Ich fände es schön, wenn ihr mich einfach als Model bezeichnet. Das ist sehr wertschätzend, wenn Redakteur:innen das fragen. Daran merkt man, dass jemand sich Gedanken macht. Ich habe mich sehr an die Bezeichnung „Plus Size“ gewöhnt, ich sag das auch sehr oft. Gar nicht so sehr für mich, sondern weil ich merke, dass das viele Menschen noch brauchen, um sich einzuordnen. Als ich noch mehr gemodelt habe, habe ich immer wieder gesagt, dass ich Model bin und wurde daraufhin oft sehr auffällig von oben nach unten gemustert. Das war für mich unangenehmer, als von vorne herein das Wort „Plus-Size-Model“ zu benutzen.
Bei meinen Recherchen über dich bin ich auf Artikel mit Überschriften wie „Echte Frauen haben Kurven“ gestoßen. Wie siehst du solche Aussagen?
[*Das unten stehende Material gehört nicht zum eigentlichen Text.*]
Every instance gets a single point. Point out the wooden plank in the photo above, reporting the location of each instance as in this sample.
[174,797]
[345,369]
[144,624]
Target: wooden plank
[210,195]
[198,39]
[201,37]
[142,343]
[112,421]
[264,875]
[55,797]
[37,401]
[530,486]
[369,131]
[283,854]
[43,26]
Ich wünschte, die Leser:innen könnten mein lautes Seufzen gerade hören. Sowas zu lesen, ist ermüdend. Jeder, der sich irgendwie als feministisch betrachtet, fragt sich auch erst mal: "Wer sagt mir denn, was eine echte Frau ist?" Und journalistisch gesehen ist das doch das Einfallsloseste, was man machen kann. Ich bin auch sehr genervt von diesen ständigen Wortspielen um das Wort "kurvig". Lange Zeit habe ich diesen Begriff selbst verwendet, bis ich verstanden habe, dass er andere verletzt. "Kurvig" ist oft ein Begriff für ein Fettsein, das gesellschaftlich noch akzeptiert wird. Für einen noch größeren Körper als ich ihn zum Beispiel habe, gibt es keinen verschönernden Ausdruck. Kurvig ist noch schön, aber wenn du dann tatsächlich fett bist, dann nicht mehr – das drückt das Wort auch irgendwie aus. Aus diesem Grund bezeichne ich mich auch nicht mehr als kurvig. Ich muss meinen Körper nicht so umschreiben. Er ist fett und das ist okay.